Overall, the meeting was quite successful and far surpassed prior expectations. We exchanged ideas on a technical level, networked with others, and made concrete steps towards a formal organization of IAs in Germany.

A special thanks goes out the financial sponsors of the event: the IA Institute (http://www.iainstitute.org), Publicform (http://www.publicform.de) and Spirit Link (http://www.spiritlink.de).

Of course, the hours and hours of work that went into planning the event should also be acknowledged. The organizers were Britta Glatten (sinnFormation), Deborah Gover (Siemens VDO), Jochen Fassbender (Indexetera), Piet Kopka (Publicform), Wolf Noeding (spriritlink) and myself, James Kalbach (LexisNexis).


James Kalbach, assistant editor, holds a degree in library science from Rutgers University, as well as a master’s in music theory and composition. He is currently a Human Factors Engineer with LexisNexis.
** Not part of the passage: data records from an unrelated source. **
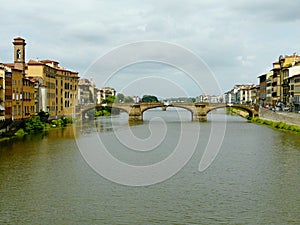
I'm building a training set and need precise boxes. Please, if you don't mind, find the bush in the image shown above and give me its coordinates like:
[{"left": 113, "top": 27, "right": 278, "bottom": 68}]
[{"left": 25, "top": 116, "right": 45, "bottom": 132}]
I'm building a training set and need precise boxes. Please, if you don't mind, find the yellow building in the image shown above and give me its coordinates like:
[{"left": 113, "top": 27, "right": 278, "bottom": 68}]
[
  {"left": 0, "top": 65, "right": 5, "bottom": 121},
  {"left": 26, "top": 60, "right": 79, "bottom": 116},
  {"left": 4, "top": 38, "right": 35, "bottom": 120}
]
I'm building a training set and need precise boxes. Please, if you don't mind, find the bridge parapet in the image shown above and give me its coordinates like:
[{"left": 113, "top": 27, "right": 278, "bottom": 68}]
[{"left": 75, "top": 102, "right": 258, "bottom": 122}]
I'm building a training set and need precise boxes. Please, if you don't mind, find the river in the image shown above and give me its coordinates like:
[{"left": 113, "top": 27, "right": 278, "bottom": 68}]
[{"left": 0, "top": 110, "right": 300, "bottom": 224}]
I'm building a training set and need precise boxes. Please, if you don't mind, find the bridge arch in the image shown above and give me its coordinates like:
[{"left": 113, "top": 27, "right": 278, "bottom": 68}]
[
  {"left": 207, "top": 105, "right": 255, "bottom": 117},
  {"left": 141, "top": 104, "right": 195, "bottom": 120}
]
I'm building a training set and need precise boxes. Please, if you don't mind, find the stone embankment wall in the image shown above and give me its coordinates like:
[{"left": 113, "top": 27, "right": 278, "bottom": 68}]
[{"left": 259, "top": 108, "right": 300, "bottom": 126}]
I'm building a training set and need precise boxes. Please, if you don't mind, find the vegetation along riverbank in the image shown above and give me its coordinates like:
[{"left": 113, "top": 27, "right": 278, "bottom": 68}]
[
  {"left": 0, "top": 113, "right": 73, "bottom": 141},
  {"left": 227, "top": 108, "right": 300, "bottom": 134}
]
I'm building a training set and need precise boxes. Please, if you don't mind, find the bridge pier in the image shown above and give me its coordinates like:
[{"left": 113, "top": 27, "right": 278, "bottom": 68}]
[
  {"left": 193, "top": 114, "right": 207, "bottom": 122},
  {"left": 193, "top": 103, "right": 207, "bottom": 122},
  {"left": 128, "top": 104, "right": 143, "bottom": 121}
]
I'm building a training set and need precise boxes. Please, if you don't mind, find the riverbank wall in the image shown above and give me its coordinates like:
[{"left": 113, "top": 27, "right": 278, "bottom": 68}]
[{"left": 259, "top": 108, "right": 300, "bottom": 127}]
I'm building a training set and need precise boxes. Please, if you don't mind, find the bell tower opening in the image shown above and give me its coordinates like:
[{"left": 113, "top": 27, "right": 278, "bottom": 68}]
[{"left": 13, "top": 37, "right": 26, "bottom": 71}]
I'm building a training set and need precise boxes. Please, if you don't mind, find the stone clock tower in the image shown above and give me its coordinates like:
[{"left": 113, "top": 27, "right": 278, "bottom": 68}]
[{"left": 13, "top": 37, "right": 26, "bottom": 72}]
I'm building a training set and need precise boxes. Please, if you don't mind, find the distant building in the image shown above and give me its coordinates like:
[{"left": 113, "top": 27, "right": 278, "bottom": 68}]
[
  {"left": 1, "top": 38, "right": 35, "bottom": 120},
  {"left": 97, "top": 87, "right": 116, "bottom": 104},
  {"left": 26, "top": 60, "right": 79, "bottom": 116},
  {"left": 258, "top": 74, "right": 267, "bottom": 106}
]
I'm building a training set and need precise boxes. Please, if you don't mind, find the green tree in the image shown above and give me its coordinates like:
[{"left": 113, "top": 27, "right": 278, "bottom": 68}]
[
  {"left": 117, "top": 93, "right": 125, "bottom": 102},
  {"left": 124, "top": 96, "right": 134, "bottom": 103},
  {"left": 142, "top": 95, "right": 158, "bottom": 102},
  {"left": 101, "top": 95, "right": 116, "bottom": 104}
]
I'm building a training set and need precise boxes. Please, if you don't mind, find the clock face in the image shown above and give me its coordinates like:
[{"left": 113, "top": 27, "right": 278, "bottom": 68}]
[{"left": 17, "top": 49, "right": 21, "bottom": 60}]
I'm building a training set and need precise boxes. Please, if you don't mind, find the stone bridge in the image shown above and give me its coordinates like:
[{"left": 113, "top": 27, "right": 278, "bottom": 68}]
[{"left": 80, "top": 102, "right": 259, "bottom": 122}]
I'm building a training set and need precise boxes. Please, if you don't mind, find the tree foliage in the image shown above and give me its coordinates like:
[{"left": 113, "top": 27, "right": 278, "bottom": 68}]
[{"left": 142, "top": 95, "right": 158, "bottom": 102}]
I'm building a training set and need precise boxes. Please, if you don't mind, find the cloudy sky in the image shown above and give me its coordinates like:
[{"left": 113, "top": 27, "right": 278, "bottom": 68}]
[{"left": 0, "top": 0, "right": 300, "bottom": 96}]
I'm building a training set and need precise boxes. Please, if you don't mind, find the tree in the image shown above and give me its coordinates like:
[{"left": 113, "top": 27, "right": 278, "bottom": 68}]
[
  {"left": 117, "top": 93, "right": 125, "bottom": 102},
  {"left": 124, "top": 96, "right": 134, "bottom": 103}
]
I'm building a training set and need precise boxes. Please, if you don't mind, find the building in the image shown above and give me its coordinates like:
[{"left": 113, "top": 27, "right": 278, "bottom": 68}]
[
  {"left": 97, "top": 87, "right": 116, "bottom": 104},
  {"left": 26, "top": 60, "right": 79, "bottom": 117},
  {"left": 258, "top": 74, "right": 267, "bottom": 107},
  {"left": 0, "top": 65, "right": 6, "bottom": 121},
  {"left": 78, "top": 78, "right": 98, "bottom": 105}
]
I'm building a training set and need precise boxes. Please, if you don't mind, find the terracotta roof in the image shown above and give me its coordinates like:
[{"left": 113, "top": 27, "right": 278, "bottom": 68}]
[{"left": 40, "top": 59, "right": 59, "bottom": 64}]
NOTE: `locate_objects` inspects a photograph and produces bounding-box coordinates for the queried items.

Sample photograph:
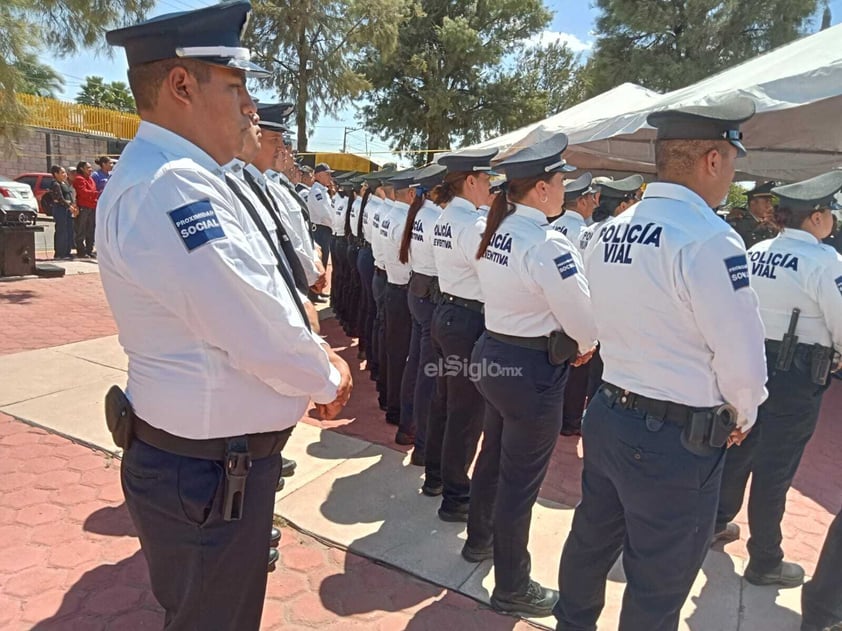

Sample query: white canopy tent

[466,25,842,181]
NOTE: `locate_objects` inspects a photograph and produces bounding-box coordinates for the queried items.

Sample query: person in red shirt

[73,160,99,259]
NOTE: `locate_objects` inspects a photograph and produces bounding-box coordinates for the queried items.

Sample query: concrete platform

[0,336,800,631]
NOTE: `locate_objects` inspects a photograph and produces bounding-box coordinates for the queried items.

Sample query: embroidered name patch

[725,254,749,291]
[553,253,579,278]
[167,199,225,252]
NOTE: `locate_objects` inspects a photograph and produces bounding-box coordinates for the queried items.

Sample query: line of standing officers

[326,99,842,631]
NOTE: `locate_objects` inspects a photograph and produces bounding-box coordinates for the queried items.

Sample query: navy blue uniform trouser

[801,510,842,629]
[371,266,389,406]
[120,429,292,631]
[330,236,345,316]
[52,204,74,258]
[401,292,436,454]
[553,391,725,631]
[357,245,377,371]
[468,334,567,599]
[344,242,360,337]
[424,303,485,511]
[716,354,826,573]
[381,283,412,424]
[562,362,591,428]
[313,224,333,269]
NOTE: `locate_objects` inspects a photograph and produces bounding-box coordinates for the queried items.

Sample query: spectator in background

[73,160,99,259]
[92,156,114,193]
[46,164,79,260]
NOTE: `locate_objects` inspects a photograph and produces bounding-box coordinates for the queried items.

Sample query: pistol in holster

[105,386,135,451]
[681,403,737,456]
[810,344,834,386]
[222,436,251,521]
[547,331,579,366]
[775,307,801,372]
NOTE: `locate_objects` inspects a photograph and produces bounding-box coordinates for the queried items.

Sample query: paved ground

[0,414,528,631]
[0,274,842,631]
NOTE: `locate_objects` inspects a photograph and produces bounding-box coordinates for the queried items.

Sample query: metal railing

[17,94,140,140]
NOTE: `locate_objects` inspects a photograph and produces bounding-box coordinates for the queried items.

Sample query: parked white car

[0,175,38,215]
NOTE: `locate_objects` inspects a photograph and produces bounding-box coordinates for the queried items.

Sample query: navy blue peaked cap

[105,0,270,75]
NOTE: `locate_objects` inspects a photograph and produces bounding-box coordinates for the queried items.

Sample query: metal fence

[17,94,140,140]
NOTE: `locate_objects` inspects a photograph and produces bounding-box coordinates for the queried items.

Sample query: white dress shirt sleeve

[526,238,596,354]
[676,232,767,430]
[815,256,842,353]
[115,171,339,403]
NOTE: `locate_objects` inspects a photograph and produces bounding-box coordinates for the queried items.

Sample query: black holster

[681,404,737,456]
[105,386,135,451]
[547,331,579,366]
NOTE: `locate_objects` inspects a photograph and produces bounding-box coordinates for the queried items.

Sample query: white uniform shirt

[574,219,607,252]
[476,204,596,353]
[348,195,363,237]
[331,197,348,237]
[584,182,766,428]
[748,228,842,352]
[380,201,411,285]
[409,199,441,276]
[550,209,588,252]
[307,182,334,228]
[368,195,392,271]
[433,197,485,302]
[264,171,320,285]
[96,122,339,439]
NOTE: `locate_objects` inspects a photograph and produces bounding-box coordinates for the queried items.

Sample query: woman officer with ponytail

[714,171,842,587]
[421,150,497,522]
[395,164,445,454]
[462,134,596,617]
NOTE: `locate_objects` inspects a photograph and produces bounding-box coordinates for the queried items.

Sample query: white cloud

[527,31,593,53]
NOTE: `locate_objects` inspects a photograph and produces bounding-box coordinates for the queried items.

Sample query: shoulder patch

[553,253,579,278]
[167,199,225,252]
[725,254,749,291]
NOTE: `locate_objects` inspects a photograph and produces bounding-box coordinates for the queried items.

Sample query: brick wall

[0,127,108,178]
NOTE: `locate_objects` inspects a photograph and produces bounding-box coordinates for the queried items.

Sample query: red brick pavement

[0,274,117,355]
[6,274,842,570]
[0,414,528,631]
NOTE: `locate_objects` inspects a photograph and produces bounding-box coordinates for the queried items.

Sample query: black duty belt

[133,416,283,460]
[600,383,692,427]
[486,331,550,353]
[441,292,480,314]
Posted in Conferences and Events, Reviews | 1 Comment »

1 Comment

  • Henrik Arndt

    August 11, 2005 at 8:56 am

    James Kalbach has probably not noticed or otherwise acknowledged the German Internet and IT industries that are engaged in IA.
    Every foremost internet agency in Germany has a highly productive information architecture department. For five years I am working in several of these agencies with the title “Information Architect” on my business card, before that I was doing pretty much the same work, just calling it something else. Starting with the help of Rosenfeld’s and Morville’s great book we meanwhile have enhanced their methods and techniques to meet today’s requirements of large website projects.
    Most client-side Internet Managers in the automotive, medical or fashion industries can explain the business advantages of information architecture better than almost any Information Architect.
    The biggest issue I can see is the gap between the quality of current university education and the skills that are needed to fulfil the role required of an Information Architect in today’s and future internet and IT projects. In Germany there is a demand for excellent Information Architects but they are as yet hard to find.